Canada: Public Sector Compensation "Restraint Bill" Raises Questions

Last Updated: April 13 2010
Article by Robert W. Weir and Wendy Litner

Most Read Contributor in Canada, September 2016

On March 25, 2010, the Ontario government introduced the Public Sector Compensation Restraint to Protect Public Services Act, 2010 (the "Restraint Bill") as part of the 2010 provincial budget. The Restraint Bill contemplates salary freezes and spending restraints in the public sector to eliminate the current deficit by 2018 and to help "redirect up to $750 million toward sustaining schools, hospitals and other public services." This is not the first time in Ontario that a provincial government has sought by legislation to restrain public spending related to wages and other forms of compensation. The Restraint Bill is also not the only proposed piece of legislation dealing with wages in the public and quasi-public sector.
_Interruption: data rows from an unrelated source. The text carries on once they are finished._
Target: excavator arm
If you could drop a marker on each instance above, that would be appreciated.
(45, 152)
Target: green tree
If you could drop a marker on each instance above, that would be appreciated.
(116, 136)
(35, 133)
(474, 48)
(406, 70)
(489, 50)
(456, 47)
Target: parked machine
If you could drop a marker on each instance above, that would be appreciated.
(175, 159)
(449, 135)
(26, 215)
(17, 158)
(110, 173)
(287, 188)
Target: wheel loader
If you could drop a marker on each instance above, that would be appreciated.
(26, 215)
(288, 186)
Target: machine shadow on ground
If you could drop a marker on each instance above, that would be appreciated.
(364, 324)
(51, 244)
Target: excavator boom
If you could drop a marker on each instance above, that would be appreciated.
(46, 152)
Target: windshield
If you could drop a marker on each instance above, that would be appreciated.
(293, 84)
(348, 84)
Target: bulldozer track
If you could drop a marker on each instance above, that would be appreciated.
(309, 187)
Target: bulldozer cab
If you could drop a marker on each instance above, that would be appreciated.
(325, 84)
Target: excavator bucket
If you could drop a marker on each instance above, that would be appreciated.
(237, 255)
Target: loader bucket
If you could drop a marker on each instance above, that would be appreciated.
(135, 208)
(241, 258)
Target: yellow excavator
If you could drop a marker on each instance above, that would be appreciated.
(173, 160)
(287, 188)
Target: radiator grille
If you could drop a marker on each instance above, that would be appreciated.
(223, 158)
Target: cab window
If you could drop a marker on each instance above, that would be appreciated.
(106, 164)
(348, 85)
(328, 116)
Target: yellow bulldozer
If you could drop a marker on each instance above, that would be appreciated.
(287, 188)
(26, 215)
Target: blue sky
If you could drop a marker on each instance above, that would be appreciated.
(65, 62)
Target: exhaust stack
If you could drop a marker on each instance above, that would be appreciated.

The Ontario government recently announced an intention to link executive pay in hospitals to certain as yet undefined performance criteria. And perhaps most interestingly, Bill C-470, a private members bill, is currently before the House of Commons in Ottawa. Bill C-470 seeks to cap the pay of any employee employed by a registered charity at $250,000 and would give the Canada Revenue Agency the power to de-register charities who do not comply.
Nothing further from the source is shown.